SBP announces new monetary policy, increases interest rate to 6.5pc

SBP, new currency notes, Eid
25 May, 2018 9:25 pm

KARACHI (92 News) – The State Bank of Pakistan (SBP) has increased the key interest rate by 50 basis points, taking it to 6.50 percent for the next two months.

Pakistan’s economic growth is provisionally estimated to achieve a 13-year high level of 5.8 percent for FY18. Concurrently, headline inflation remains moderate and is expected to stay well below the annual target of 6.0 percent.

In its last meeting, the SBP had chosen to keep the interest rate unchanged at 6pc stating, “The Monetary Policy Committee is of the view that some time may be allowed for the impact of recent policy developments to unfold.”

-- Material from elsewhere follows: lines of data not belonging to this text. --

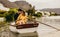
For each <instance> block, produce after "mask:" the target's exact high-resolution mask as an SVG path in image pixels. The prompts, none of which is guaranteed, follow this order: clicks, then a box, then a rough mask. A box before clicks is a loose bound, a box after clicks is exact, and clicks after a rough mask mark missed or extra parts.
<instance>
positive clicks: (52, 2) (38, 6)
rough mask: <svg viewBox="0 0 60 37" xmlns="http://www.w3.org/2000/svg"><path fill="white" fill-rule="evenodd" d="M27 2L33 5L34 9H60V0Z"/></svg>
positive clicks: (49, 0)
mask: <svg viewBox="0 0 60 37" xmlns="http://www.w3.org/2000/svg"><path fill="white" fill-rule="evenodd" d="M26 1H27V2H29V3H31V4H32V5H35V7H36V9H42V8H60V4H59V3H60V2H59V1H60V0H26Z"/></svg>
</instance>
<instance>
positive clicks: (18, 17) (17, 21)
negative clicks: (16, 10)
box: [16, 14, 28, 25]
mask: <svg viewBox="0 0 60 37" xmlns="http://www.w3.org/2000/svg"><path fill="white" fill-rule="evenodd" d="M27 18H28V17H27V16H23V15H22V14H20V15H19V16H18V18H17V21H16V24H19V25H20V24H25V23H26V22H27Z"/></svg>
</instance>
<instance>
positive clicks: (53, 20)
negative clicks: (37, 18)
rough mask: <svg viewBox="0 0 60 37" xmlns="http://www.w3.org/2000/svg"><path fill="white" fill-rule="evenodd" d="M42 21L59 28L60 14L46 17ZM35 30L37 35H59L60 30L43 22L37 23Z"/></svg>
mask: <svg viewBox="0 0 60 37" xmlns="http://www.w3.org/2000/svg"><path fill="white" fill-rule="evenodd" d="M42 22H43V23H45V24H48V25H51V26H53V27H55V28H57V29H60V16H52V17H46V18H43V19H42ZM37 32H38V35H39V37H60V31H58V30H56V29H54V28H51V27H48V26H46V25H43V24H40V25H39V27H38V30H37Z"/></svg>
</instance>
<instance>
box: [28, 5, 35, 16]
mask: <svg viewBox="0 0 60 37" xmlns="http://www.w3.org/2000/svg"><path fill="white" fill-rule="evenodd" d="M27 13H28V15H31V16H32V15H33V14H35V7H34V6H33V7H32V8H31V9H30V10H28V11H27Z"/></svg>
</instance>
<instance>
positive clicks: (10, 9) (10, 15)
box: [5, 8, 18, 22]
mask: <svg viewBox="0 0 60 37" xmlns="http://www.w3.org/2000/svg"><path fill="white" fill-rule="evenodd" d="M17 11H18V10H17V9H15V8H13V9H12V8H11V9H10V10H9V11H8V12H7V13H5V18H6V22H11V21H14V15H15V13H16V12H17Z"/></svg>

The move was widely expected by followers and analysts, as inflation readings are expected to edge up in the coming months due to rising oil prices, weaker rupee and a bulging trade deficit. The development is a boost for the banking sector that can now expect improved profitability, and is a negative for highly leveraged firms as well as consumers who will see debt repayment become expensive.

The central bank had earlier jacked up the interest rate in January by 25 basis points to 6%, after maintaining the status quo for 20 months. Previously, the rate had stood at a four-decade low of 5.75% since May 2016. It was in double digits at 10% in the first half of fiscal year 2012-13 before inflationary pressures started easing.

The SBP announces a target rate every two months, which serves as the benchmark interest rate for overnight funds in the interbank market. It is one of the tools the central bank uses to ensure price stability in the economy.

Decreasing the target rate poses the risk of high inflation, but also stimulates economic growth by making credit cheaper.

In contrast, raising the target rate restricts the level of liquidity, which subdues consumer prices in the economy. The central bank tries to strike a balance by targeting the overnight cost of funds at a level that promotes maximum economic growth without causing high inflation.